In the early days of any new job I’ve had, I’d wear that “training” badge for as long as I could. I’ve always been able to defer to someone above me who had the ultimate responsibility. When I was in retail, there was a manager. As an actor, there was a director. As a young social worker, there was always a supervisor.
A dad can’t say the same about a grandparent. The ultimate responsibility is yours. Even if you’ve been babysitting for years, even if you are the most involved uncle in the world, there is nothing that really prepares you for …
Read all the books (and blog posts) you want. One’s experience of fatherhood is going to be unique. It has to be, because we all are.
Deciding what kind of father you want to be is important and laughable at the same time. Laughable because the days, weeks, and years are unpredictable. Having a co-parent may make it easier, but it also introduces the unpredictability of another person.
The important part is that you want your parenting to be as intentional as possible.
Natural Parenting May Be Anything but Natural
Our main teacher(s) for this amazing, strange role is the person or people who parented us.

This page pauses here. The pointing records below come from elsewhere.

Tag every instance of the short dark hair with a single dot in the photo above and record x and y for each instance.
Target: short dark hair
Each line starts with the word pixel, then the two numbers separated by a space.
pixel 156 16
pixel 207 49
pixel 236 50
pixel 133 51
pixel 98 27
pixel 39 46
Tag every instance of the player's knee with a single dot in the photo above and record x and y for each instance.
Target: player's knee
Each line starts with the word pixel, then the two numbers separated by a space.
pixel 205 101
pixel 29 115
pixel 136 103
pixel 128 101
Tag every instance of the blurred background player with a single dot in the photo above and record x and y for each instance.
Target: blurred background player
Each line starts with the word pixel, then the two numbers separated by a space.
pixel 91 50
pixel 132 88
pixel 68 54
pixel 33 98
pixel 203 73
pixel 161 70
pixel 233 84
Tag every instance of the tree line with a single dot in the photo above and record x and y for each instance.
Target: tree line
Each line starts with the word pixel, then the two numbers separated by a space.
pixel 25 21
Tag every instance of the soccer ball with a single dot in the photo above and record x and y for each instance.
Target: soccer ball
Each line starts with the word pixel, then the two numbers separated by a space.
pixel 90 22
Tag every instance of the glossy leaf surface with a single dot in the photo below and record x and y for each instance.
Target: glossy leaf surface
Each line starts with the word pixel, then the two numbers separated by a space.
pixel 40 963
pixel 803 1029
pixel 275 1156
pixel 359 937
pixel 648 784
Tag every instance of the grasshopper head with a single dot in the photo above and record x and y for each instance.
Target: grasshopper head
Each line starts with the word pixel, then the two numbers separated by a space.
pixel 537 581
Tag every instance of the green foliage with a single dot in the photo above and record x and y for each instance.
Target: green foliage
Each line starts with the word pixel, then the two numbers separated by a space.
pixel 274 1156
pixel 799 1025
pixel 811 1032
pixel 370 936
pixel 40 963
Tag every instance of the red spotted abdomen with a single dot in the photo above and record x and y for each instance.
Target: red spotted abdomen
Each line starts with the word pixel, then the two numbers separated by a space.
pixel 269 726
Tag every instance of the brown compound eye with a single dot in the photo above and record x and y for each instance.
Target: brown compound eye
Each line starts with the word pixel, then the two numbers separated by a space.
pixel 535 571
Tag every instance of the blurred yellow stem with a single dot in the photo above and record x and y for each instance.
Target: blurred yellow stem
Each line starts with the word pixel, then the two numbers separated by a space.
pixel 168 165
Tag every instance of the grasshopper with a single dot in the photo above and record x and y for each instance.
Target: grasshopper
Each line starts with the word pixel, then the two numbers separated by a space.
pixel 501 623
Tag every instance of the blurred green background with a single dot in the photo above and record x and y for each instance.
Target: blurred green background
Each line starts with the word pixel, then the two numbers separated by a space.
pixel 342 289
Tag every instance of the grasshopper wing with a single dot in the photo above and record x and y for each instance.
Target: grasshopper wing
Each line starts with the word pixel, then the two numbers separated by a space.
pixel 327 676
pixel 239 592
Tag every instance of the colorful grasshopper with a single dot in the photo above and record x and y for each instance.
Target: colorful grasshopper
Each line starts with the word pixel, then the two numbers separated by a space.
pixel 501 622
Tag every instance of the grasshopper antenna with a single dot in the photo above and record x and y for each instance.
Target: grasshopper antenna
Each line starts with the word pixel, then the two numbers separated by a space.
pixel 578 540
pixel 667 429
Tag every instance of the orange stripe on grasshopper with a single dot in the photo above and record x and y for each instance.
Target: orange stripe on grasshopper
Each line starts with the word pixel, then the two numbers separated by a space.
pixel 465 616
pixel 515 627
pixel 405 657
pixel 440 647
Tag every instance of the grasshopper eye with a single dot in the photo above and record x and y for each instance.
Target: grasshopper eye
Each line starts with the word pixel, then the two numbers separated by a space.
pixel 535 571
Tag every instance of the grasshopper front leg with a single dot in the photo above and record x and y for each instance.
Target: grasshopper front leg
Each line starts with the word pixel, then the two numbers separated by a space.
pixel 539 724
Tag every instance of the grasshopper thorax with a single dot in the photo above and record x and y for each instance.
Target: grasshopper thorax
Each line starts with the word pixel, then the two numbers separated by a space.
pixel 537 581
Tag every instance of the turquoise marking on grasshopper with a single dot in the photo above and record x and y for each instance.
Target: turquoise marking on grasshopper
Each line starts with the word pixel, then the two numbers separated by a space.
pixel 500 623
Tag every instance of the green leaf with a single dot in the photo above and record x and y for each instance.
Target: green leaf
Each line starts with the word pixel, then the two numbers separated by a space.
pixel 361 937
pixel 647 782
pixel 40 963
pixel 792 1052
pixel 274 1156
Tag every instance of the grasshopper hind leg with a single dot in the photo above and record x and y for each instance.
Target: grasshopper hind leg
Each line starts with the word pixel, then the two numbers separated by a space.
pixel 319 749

We may think they did an awesome job or a horrendous one, but most likely it was somewhere in between. They were like you in many ways. They were faced with a role they were not trained for, and they did what they felt was best. If you don’t give any thought to evaluating that parenting, and really looking at how you were parented, you’re likely to do one of two things:
- Repeat it
- Do the exact opposite
Either way, you’re not parenting how you want to; you’re going on what you think is “instinctual,” but it’s either defaulted toward or against your parents. Either way, it’s not you who’s doing the parenting.
You are not your parent(s), and your child—take a breath, as this is hard to hear for some dads—is not you.
Parenting Roles Compounded
I’ve heard it said that no two siblings have the same parents. People not only parent differently because of who they are, they do so depending on circumstances and environment. For example, people who were parents in January 2001 were very different parents in January 2002. Where we are with regard to our relationships, our careers, our confidence levels, and the amount of support we have will influence how we parent, just like it influences everything else.
But what kind of father do you want to be to your kids? Are you going to be able to show them that men can be emotional? That men don’t have all the answers all the time and they can’t fix everything?
This isn’t a bad thing. It just is. And it needs to be thought about.
That’s what I mean by intentional parenting.
Many dads co-parenting in the 21st century have noticed their roles shift dramatically from what they observed their fathers doing. More is expected in some ways, and that can be a challenge—especially for men who expected that their roles would be more traditional. It’s not necessarily that everyone is learning new roles outside of tradition; it’s often that their roles are traditional plus.
Many fathers receive the message that they need to make a salary and feed, bathe, and change the baby. (We of course hear this about women, too, as they are often asked to do all they do as mothers and work full time.)
It’s not getting easier for anyone.
It Starts with Knowing Yourself
Intentional parenting can occur before you have the baby as well as after, and it’s ongoing. Some of this seems like common sense. You are probably aware that you’re going to be negotiating many of these roles, especially if you have a partner. You’re constantly figuring out who’s picking up who, when, and where, for example.
But what kind of father do you want to be to your kids? Are you going to be able to show them that men can be emotional? That men don’t have all the answers all the time and they can’t fix everything? Many people grew up with a father who represented the other side of all of that. Many had a remote father who would come in to “save the day” when mom supposedly got “too emotional.”
There are a lot of little and big decisions you’re going to be making every day. Why not have an intention set before embarking on this journey? It may take exorcising some ideas of what a man is and what a father should be. How connected are you to some of the more vulnerable emotions?
Many people have a child and then realize all the stuff they thought they figured out is still there. That’s fine. The important thing is that they are aware enough of their stuff that they realize when it’s getting in the way of being the father they want to be.
Have you decided on the father you intend to become?